We got to the hotel very easily, not getting lost and no hills or steps. I had originally booked an apartment for us, on a square just around the corner form this hotel. I wanted the opportunity to really get the feel of living here, but it was not to be they canceled on us 30 days before our trip, so instead I booked us to a DoubleTree right on the river and directly across (with view) of the Cite. Bonus, it’s a Hilton so points for future travel. Second bonus, it was a 5-star hotel, I have never heard of a 5 start DoubleTree.

The staff was friendly, and spoke great English (which is good, because the rest of the city was certainly a French lesson for us). We checked in smooth and our room was ready, even at 2. The room was huge, great spa tube, rain shower head and two
sinks in the bathroom. Double bonus, terrace looking at the Cite and King size bed.

After checking in, we headed out for our one and only activity today and that was going up to the Cite. The Cite is the largest fortress in Europe and it is pretty much in one piece. It is quite a hike from the bastide to the Cite, but you have to do it. The view is nice, the Pyrenees, vineyards and the bastide. It was a clear sunny day so we had an excellent view. The bad news it is one big tourist trap. Crowded, children running everywhere and just gotcha souvenir shops everywhere. The one thing worth doing, which we did not have the energy for, is going in to the Chateau Comtal, mainly because this gets you to the upper ramparts and even better views. We walked by a restaurant we had reservations for the next night, and as we walked by, I was thinking, no, this will be over priced and mediocre food.

I am not going to give my usual history lesson here; you can do that for yourself. It is very old and does have a very interesting history in catholic and French history. The catholic part not so positive, a lot of throwing people off the walls.

Coming back down form the Cite was much harder than going up. We exited through a different gate, and the path down was a bit steep and nothing but cobblestones, my paranoia of twisting my bad ankle was very heighten, mainly because grace is not my middle name. We returned to our hotel, in time for wine-thirty from our terrace, but not enough time to blog, or I just wanted to enjoy the wine and view.

The only thing left to do tonight was dinner, and oh la la what a dinner it would be.

L’Ecuire

Dinner was a Michelin travel guide recommendation and it was also on the Fork, so easy to make a reservation. It was a great find. The name translated means The Stables. The restaurant is actually located in former horse tables, totally renovated but literally in the stables and the actual stalls of 6 horses. The horses lived better than most people.

Before I continue you need to know that this area is known for a few food items, all things duck, foie gras and cassoulet. It was a short walk to dinner along the edge of the southern part of the Bastide. It is located in an assuming building, you walk through a garden area back to the stables, where else would stables be but in the back of the building. Here our French lesson began. The hostess/server, spoke zero English so the entire evening was our very bad French and my translation app on the phone. We did just fine. If nothing else, I can read a French menu I know the words for all the things I don’t like and won’t eat, internal organs.

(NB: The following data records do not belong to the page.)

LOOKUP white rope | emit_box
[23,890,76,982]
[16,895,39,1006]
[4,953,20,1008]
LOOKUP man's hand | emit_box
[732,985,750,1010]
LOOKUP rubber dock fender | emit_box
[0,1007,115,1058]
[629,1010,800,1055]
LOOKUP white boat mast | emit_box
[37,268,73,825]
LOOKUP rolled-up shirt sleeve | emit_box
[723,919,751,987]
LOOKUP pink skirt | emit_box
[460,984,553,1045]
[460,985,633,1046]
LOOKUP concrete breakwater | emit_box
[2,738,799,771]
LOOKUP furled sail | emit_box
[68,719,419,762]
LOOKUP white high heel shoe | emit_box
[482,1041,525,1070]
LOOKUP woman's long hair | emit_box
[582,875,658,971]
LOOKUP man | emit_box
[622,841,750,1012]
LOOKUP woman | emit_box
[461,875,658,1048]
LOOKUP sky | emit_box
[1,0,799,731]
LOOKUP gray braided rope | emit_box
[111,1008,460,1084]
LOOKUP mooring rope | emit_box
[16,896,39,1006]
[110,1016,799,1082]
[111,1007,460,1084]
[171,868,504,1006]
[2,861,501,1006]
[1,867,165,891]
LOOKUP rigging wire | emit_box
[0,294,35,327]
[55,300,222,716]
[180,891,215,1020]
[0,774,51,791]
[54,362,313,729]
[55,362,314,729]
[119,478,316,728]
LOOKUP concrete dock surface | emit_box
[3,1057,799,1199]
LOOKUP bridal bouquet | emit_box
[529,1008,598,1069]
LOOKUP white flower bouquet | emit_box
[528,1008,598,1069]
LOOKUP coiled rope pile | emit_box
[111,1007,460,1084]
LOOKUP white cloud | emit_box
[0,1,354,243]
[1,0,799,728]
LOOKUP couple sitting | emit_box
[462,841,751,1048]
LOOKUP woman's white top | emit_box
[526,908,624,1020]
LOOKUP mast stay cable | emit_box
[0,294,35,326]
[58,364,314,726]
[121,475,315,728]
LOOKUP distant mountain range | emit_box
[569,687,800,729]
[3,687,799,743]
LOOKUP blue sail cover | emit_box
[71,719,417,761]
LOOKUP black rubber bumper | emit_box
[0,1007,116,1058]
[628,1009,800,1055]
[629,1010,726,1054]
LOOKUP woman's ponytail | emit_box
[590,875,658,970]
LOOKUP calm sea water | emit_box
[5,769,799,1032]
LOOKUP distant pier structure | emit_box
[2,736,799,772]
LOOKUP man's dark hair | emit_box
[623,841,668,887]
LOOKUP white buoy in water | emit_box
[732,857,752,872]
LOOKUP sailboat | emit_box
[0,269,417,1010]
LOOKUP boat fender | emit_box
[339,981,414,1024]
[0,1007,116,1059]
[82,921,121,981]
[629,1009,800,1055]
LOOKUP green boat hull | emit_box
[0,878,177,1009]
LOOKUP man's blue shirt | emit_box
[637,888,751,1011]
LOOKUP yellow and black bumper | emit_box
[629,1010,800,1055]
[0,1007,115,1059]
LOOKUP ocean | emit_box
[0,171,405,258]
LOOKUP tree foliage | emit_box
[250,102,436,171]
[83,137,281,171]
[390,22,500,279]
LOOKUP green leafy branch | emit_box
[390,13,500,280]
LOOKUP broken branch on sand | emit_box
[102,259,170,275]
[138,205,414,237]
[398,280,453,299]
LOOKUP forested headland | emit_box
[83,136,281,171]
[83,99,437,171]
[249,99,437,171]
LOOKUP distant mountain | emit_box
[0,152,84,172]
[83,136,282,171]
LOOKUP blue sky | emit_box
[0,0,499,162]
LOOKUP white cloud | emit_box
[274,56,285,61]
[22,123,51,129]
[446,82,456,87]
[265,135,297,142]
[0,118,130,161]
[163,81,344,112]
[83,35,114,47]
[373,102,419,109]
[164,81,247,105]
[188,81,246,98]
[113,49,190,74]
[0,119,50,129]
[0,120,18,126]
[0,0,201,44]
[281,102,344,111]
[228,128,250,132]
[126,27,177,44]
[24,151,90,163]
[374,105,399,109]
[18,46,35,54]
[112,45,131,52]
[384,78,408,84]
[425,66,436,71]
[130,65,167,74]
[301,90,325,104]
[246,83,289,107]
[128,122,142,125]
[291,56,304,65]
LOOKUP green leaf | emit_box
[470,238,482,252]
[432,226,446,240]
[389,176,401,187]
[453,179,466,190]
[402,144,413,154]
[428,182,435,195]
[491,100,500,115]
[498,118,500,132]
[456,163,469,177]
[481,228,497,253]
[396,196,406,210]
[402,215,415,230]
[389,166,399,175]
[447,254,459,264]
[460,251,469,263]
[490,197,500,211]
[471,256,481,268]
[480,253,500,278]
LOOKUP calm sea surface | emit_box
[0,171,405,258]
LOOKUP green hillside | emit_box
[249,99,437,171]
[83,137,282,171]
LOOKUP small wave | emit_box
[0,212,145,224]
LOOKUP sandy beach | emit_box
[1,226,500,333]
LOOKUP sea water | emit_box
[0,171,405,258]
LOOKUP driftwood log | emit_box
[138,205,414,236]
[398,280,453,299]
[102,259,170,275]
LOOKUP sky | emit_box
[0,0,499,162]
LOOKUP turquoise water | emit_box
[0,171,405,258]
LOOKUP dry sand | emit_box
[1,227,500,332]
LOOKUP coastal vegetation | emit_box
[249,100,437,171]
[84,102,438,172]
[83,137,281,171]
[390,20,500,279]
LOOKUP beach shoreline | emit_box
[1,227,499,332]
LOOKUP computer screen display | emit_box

The ordering was fairly simple as it just jumped off the pages. They did not have champagne but they did have an aperitif with champagne and kir royale, it wasn’t bad, When in Carcassonne. We started with foie gras with a mango and pineapple chutney, I liked it, it cut the richness of the foie gras.

We both could not resist and do what we rarely do at dinner and both ordered the same thing, cassoulet Languedocies. It was the best decision made that night. We wanted a regional wine, so totally relied on our server to make the recommendation, how we managed to say that I don’t know, but we did. The wine went well with the cassoulet, but the star of the meal was that cassoulet, it was the best I have ever had in my entire life. We both cleaned our bowls and then took the spoon and scrapped the yummy caramelized duck fat off the side. The duck leg confit was perfection and even had a crispy skin on it. It will take me many many tries to match this dish.

We waddled back to the room, had a quick nightcap and were out like babies.